A series of mIDH1 inhibitors derived from 3-pyrimidine-4-oxazolidin-2-ketone derivatives were studied by QSAR model to explore the key factors that inhibit mIDH1 activity. The generated model was cross-verified and non-cross-verified by Topomer CoMFA and HQSAR methods; the independent test set was verified by PLS method; the Topomer search technology was used for virtual screening and molecular design; and the Surflex-Dock method and ADMET technology were used for molecular docking, pharmacology and toxicity prediction of the designed drug molecules. The Topomer CoMFA and HQSAR cross-validation coefficients q2 are 0.783 and 0.784, respectively, and the non-cross-validation coefficients r2 are 0.978 and 0.934, respectively.
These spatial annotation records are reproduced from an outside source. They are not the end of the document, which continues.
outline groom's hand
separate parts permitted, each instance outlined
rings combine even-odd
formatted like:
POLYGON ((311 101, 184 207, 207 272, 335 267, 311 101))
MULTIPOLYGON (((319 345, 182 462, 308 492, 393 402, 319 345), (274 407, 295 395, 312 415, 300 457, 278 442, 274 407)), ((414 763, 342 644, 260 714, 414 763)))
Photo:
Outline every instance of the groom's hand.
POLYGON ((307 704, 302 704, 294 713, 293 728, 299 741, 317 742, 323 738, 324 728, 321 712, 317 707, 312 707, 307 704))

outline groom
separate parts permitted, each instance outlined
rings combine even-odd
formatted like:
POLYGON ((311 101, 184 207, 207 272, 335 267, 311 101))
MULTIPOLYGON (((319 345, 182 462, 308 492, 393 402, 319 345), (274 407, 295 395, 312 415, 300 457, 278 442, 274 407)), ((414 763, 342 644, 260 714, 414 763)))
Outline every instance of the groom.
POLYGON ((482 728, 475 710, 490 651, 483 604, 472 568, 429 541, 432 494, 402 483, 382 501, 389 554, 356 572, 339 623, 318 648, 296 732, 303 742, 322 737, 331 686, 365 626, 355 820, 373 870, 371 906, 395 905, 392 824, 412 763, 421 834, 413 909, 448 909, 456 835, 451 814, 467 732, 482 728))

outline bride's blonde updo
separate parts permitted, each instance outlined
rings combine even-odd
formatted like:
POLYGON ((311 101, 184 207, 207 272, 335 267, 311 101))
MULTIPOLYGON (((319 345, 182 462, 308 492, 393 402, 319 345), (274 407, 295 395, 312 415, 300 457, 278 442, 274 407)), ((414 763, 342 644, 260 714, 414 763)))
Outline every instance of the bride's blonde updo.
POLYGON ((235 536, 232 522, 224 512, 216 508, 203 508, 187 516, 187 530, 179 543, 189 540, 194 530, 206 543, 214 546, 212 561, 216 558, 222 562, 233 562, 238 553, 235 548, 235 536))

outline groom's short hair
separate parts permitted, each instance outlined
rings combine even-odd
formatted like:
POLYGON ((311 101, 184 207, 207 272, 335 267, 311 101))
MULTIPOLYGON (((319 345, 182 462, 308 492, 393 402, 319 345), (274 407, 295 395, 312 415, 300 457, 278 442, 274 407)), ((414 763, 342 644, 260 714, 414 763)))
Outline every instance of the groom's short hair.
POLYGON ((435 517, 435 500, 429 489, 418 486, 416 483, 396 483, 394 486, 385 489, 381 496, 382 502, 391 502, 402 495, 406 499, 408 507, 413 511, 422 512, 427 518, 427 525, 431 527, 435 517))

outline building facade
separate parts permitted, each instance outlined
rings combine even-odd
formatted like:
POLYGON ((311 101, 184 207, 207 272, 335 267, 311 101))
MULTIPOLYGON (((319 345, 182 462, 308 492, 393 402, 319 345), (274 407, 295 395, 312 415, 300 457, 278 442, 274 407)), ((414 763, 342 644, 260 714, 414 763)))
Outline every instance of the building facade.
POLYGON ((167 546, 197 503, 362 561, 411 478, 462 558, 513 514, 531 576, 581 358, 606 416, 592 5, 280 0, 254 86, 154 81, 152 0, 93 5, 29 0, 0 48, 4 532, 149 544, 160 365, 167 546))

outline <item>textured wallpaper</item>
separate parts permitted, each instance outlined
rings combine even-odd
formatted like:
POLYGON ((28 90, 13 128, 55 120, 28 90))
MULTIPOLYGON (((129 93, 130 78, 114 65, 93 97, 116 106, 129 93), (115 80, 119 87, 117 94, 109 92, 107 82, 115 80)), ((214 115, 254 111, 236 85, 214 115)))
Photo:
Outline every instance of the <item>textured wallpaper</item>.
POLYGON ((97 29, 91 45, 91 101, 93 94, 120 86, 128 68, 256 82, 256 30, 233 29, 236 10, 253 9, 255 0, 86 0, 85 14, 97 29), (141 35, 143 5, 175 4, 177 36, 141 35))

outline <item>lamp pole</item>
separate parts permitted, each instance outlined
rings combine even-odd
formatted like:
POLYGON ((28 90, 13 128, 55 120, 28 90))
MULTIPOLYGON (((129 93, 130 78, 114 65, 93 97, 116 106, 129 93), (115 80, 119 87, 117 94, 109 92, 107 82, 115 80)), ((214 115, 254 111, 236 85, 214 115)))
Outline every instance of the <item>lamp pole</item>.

Ten new drug molecules have been designed using Topomer search technology. The results of molecular docking and ADMET show that the newly designed drug molecules are effective. The docking situation, pharmacology and toxicity prediction results are good. The model can be used to predict the bioactivity of the same type of new compounds and their derivatives. The prediction results of molecular design, molecular docking and ADMET can provide some ideas for the design and development of novel mIDH1 inhibitor anticancer drugs, and provide certain theoretical basis of the experimental verification of new compounds in the future.

Graphic abstract

Newly designed molecules after docking with corresponding proteins in the PDB library, it can explore the targets of drug molecules acting with large proteins and the related force, which is very helpful for the design of new drugs and the mechanism of drug action.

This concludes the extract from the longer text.